A Hollywood le gustan los retornos y el de Brendan Fraser va a ser de los inolvidables, bautizado por esas lágrimas que el público -y finalmente, el actor tras una ovación de 6′- vertió con placer y sin vergüenza, tras la proyección de The Whale, en el Festival de Venecia. Darren Aronofsky ha brindado un probable Oscar al actor que en 2018 —animado por el ejemplo de actrices del movimiento #MeToo, como Rose McGowan y Mira Sorvino— denunció haber sufrido abusos en 2003, por parte del periodista Philip Berk, con la consecuencia de estrés postraumático, depresión y sospechas de haber sido blacklisted por la Asociación de prensa extranjera. La ya denominada Brendanaissance es la culminación de un retorno en pequeños papeles, hasta ser fichado por Scorsese para sus Killers of the Flower Moon, Soderbergh para No Sudden Move y Aronosfky, para darle uno de los personajes que son el sueño húmedo de cualquier actor. Y todavía falta la coronación en el próximo Festival de Toronto, que le concederá un premio honorífico.

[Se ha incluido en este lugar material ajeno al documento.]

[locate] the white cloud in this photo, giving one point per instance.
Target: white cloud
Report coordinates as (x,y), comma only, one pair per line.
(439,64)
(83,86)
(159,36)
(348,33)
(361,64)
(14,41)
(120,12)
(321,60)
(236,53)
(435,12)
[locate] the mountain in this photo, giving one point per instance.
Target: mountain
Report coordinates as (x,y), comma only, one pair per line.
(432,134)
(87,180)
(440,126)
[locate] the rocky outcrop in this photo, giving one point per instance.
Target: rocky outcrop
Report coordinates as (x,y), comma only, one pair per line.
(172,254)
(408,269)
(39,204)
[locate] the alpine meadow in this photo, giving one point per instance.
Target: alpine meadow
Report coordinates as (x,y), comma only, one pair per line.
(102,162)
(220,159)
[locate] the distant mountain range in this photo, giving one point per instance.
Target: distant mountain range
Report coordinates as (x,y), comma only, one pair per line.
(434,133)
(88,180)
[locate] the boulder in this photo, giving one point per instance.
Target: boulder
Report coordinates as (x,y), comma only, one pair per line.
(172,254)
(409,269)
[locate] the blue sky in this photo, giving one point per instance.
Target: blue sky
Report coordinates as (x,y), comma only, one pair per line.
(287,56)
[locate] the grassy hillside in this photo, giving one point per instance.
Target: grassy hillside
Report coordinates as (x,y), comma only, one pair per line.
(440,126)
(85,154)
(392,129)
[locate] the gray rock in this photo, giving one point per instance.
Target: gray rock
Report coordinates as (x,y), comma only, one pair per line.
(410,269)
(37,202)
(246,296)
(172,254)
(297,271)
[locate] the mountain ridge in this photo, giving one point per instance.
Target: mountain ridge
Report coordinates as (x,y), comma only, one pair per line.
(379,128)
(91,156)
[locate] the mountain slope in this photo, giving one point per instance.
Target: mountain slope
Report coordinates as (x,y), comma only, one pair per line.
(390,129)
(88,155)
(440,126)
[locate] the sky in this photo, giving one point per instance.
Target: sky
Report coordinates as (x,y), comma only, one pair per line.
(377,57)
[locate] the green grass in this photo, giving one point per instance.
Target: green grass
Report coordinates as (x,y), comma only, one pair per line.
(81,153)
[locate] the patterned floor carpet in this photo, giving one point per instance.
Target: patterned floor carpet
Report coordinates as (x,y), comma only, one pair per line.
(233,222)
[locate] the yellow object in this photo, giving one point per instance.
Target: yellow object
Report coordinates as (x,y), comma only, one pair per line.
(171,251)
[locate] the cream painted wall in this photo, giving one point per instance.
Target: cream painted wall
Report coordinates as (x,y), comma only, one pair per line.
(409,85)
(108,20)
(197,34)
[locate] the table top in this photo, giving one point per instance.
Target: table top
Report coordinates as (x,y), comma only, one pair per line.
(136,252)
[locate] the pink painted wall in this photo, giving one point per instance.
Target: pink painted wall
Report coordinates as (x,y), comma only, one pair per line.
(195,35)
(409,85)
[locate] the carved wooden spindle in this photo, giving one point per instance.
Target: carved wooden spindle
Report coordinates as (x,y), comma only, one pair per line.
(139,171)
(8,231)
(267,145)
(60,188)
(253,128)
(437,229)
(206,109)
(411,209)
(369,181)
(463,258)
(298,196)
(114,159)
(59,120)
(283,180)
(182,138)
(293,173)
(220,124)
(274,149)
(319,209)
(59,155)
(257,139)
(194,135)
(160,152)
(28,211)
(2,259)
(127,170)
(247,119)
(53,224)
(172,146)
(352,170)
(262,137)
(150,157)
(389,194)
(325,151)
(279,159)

Si no era suficiente con sus rasgos bondadosos, su sonrisa fundente, distintiva voz profunda y la mirada poderosa y desarmante, uno de los actores más queridos por el público se envuelve aquí en una obesidad mórbida prostética que dificulta su movimiento de manera casi total y le obliga a una gestualidad forzada, dolorosa de observar. Esperemos, por otra parte, que actor y director no sean objeto del tipo de críticas que soportó Sarah Paulson, por haber “usurpado” el papel a una persona realmente obesa, en un tipo de apropiación muy impopular en estos tiempos cancelados.
Plenamente en su papel, y tal como la ballena del título, la mole que eleva Fraser representa admirablemente una discordante presencia que transmite energía a pesar de su tonelaje, fragilidad, no obstante su densidad, y nobleza, aunque carezca de una graciosa elegancia. The Whale es una adaptación de la obra de teatro de Samuel D. Hunter, y Arofonsky no se molesta en tumbar las paredes del apartamento en que se confinan Charlie y toda la acción, en una hábil jugada que amplifica la claustrofobia transmitida por la inmovilidad y la compulsión bulímica.
Sabiendo que le quedan pocos días de vida, Charlie, que teletrabaja como profesor de literatura (con la cámara apagada), desea reconectar con su hija Ellie (Sadie Sink, que admiramos en Stranger Things), una adolescente faltona y despegada, de quien su ex esposa Mary (Samantha Morton) le había alejado. Con la única compañía y asistencia de Liz (Hong Chau), una amiga enfermera, que de forma contradictoria le da consejos de salud y le compra comida basura, y Thomas (Ty Simpkins), un misionero proselitista con quien traba relación, el protagonista nos intriga con el origen de su adicción y su historia personal. El poder de seducción del personaje nos deja sorprendentemente hipnotizados en cada uno de los planos en que llena literalmente la pantalla con sus casi 300 kg, por lo descarnado, casi obsceno del peep hole por el que observamos a Charlie como en una pecera, pero no por el conjunto que cuesta de levantar.
Los diálogos de The Whale son obviamente teatrales y las metáforas poco sutiles. La alusión a la novela de Melville con que se abre la película y que se revelará significativa, aunque inverosímil, y otros agujeros de la historia, por ejemplo la fe de Charlie en su hija, que a penas conoce, no aportan nada a la necesidad de consistencia del filme de Aronofsky, una debilidad que se revela crucial según avanza el metraje. Del final, mejor no hablamos y no solo por evitar el spoiler.